Ельцин – безумно интересная личность, и про него никто еще толково не написал. Провинциальный член Политбюро, плохо образованный, но нюх на правду-неправду, справедливость-несправедливость у него всегда был хороший, своеобразное чувство юмора – такой Куинбус Флестрин, как лилипуты называли Гулливера, что означает «Человек-Гора». Ельцин – действительно историческая фигура, и очень жалко, что его с нами больше нет, потому что это был человек, чье присутствие сказалось бы благотворно на современной российской политике. Он как камертон, забытый в шкафу, – все равно звук по нему, когда надо, сверяют, и если бы он был жив, может, история последних лет пошла бы по другому сценарию. Я сомневаюсь, чтобы в присутствии живого Бориса Николаевича Владимир Владимирович позволил бы себе, например, так изменить политику Российской Федерации в отношении Украины.
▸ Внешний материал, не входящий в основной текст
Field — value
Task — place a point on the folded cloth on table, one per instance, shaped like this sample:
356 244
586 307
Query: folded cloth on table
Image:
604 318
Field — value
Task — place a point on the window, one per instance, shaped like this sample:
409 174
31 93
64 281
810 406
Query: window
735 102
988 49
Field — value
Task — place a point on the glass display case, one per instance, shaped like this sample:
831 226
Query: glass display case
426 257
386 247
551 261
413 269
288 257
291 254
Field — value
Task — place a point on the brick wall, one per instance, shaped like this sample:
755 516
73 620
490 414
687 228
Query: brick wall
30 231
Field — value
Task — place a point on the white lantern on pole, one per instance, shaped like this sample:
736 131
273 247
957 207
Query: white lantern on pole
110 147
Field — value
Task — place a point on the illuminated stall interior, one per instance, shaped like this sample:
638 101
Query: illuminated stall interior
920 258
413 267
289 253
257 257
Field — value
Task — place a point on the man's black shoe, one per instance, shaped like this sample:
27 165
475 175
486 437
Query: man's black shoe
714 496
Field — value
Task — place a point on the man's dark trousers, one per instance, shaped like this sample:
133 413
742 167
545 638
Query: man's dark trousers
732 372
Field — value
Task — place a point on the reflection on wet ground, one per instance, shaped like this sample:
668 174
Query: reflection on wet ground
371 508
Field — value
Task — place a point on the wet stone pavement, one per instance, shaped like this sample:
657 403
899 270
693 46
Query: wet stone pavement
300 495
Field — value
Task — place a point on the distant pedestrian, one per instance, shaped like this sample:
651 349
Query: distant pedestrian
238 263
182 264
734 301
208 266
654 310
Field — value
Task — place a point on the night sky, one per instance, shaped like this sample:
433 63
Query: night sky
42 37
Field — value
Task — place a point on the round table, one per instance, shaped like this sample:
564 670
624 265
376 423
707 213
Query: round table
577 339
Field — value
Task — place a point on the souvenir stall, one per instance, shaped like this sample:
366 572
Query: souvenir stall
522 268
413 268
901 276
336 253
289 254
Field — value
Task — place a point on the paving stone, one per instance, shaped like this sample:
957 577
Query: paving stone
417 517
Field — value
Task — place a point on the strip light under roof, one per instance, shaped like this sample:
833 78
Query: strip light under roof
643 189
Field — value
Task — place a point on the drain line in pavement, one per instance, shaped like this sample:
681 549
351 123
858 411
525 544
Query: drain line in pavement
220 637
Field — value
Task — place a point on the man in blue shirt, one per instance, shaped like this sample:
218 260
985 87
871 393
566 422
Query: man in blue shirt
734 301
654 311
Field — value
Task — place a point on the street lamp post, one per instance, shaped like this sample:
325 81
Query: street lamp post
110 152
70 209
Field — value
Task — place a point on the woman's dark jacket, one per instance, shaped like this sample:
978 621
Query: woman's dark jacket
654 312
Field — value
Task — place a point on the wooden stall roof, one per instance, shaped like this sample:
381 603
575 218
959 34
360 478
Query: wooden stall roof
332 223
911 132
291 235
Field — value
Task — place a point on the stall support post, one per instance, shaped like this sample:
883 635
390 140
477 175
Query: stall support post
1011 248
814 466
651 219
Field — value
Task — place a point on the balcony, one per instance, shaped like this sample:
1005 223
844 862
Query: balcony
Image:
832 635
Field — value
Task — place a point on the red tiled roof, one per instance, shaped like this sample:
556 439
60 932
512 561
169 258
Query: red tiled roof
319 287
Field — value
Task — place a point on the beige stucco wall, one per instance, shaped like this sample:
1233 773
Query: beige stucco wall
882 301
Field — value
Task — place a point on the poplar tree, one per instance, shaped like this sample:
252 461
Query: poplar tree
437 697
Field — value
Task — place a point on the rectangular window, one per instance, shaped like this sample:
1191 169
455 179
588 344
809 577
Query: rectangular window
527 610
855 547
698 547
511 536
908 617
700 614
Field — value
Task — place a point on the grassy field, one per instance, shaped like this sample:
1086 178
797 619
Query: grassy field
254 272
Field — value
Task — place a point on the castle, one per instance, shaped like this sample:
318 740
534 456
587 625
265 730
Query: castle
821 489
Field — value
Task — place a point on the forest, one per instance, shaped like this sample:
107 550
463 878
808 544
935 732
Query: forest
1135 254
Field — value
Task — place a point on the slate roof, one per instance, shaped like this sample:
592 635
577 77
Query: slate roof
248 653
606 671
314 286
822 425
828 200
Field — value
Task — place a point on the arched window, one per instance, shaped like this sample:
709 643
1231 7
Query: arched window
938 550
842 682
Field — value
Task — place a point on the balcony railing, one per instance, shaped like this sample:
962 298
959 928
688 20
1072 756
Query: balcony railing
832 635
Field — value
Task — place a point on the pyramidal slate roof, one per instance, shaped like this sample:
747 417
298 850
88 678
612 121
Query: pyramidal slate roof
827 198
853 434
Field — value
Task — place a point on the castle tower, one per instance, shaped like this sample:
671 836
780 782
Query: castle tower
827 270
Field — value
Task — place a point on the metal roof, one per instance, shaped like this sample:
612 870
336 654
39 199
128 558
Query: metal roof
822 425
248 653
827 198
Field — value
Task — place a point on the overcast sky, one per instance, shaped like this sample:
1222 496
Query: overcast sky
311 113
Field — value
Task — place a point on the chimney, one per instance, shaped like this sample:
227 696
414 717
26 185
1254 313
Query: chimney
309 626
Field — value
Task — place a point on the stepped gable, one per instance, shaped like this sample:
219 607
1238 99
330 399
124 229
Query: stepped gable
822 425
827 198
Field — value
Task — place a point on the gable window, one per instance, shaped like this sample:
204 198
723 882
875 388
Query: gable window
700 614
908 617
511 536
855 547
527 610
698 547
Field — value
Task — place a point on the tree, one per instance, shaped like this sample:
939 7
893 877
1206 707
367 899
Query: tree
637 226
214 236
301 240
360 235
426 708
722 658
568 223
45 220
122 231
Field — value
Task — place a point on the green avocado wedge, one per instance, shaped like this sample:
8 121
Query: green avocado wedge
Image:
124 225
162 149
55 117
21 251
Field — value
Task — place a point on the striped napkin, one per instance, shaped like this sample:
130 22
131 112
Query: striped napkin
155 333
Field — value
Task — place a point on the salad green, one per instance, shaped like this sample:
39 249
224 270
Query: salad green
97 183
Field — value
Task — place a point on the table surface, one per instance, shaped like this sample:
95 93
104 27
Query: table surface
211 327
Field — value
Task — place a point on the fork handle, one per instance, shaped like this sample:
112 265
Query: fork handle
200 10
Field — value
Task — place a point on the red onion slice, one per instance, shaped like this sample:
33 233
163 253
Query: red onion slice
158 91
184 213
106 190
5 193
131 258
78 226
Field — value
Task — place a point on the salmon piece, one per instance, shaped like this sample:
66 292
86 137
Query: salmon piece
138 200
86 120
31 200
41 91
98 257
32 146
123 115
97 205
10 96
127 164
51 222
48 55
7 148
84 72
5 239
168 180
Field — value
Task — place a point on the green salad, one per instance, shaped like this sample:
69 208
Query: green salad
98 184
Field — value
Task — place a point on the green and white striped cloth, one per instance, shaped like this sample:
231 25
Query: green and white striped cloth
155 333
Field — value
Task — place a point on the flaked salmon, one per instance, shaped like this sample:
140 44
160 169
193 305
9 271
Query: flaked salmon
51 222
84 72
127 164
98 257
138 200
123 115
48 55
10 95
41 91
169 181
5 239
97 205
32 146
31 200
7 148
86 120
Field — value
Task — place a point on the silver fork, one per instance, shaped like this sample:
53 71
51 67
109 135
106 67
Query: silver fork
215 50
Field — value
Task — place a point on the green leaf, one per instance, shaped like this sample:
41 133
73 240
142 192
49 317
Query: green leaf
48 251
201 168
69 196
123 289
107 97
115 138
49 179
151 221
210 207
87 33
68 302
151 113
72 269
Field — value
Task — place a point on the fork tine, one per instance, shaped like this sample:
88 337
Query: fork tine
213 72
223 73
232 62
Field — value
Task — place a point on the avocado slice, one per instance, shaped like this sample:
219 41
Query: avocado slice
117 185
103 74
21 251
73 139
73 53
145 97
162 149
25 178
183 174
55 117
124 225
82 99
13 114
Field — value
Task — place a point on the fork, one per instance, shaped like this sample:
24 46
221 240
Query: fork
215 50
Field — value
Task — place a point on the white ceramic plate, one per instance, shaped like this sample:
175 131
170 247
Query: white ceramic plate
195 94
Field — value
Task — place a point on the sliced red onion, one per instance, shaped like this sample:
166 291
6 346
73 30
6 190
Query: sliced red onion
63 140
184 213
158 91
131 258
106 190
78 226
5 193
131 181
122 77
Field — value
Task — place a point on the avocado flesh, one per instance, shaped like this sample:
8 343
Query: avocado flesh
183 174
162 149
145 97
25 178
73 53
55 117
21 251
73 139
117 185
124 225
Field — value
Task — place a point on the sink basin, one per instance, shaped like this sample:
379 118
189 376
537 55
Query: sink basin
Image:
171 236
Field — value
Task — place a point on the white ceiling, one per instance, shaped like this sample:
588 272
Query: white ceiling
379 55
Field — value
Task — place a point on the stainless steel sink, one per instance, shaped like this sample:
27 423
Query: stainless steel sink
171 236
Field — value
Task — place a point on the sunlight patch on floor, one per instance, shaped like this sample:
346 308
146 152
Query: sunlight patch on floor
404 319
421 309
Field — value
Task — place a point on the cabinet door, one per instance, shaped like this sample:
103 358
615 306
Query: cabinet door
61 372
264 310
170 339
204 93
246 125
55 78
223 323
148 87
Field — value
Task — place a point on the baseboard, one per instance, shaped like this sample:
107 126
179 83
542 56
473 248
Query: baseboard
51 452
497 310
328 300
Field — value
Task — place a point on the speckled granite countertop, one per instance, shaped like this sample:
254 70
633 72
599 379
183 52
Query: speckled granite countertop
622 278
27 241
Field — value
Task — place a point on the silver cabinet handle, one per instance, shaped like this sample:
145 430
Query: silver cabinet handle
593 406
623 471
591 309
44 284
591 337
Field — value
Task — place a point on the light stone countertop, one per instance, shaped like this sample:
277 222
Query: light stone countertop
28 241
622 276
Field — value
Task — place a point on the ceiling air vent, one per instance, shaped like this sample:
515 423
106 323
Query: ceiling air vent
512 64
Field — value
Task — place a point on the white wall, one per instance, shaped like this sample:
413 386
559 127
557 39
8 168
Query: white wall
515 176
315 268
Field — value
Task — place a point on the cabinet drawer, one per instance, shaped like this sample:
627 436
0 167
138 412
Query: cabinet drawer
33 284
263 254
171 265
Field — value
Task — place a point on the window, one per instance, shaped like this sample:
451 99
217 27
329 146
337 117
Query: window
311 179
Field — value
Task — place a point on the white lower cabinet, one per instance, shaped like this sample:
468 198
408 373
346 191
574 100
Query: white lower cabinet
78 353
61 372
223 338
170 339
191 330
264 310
Ельцин разрушил авторитарную систему в нашей стране. Если Горбачев разрушил Берлинскую стену, то Борис Николаевич уничтожил систему авторитарного режима, не жалея своей жизни, свергая фактически институт «царской» власти. Это на самом деле первый российский президент. Будучи одним из лидеров коммунистической партии, он не побоялся нарушить ее устои, пойти против всего того, чему его учили, и открыл Россию миру. Он смог перековать себя, признав ошибки. Ошибкой была, на его взгляд, первая чеченская война. Ельцин встал на путь их исправления. Он сделал все, чтобы мы вступили в «Большую восьмерку», и добился признания России как равной среди равных на мировой арене.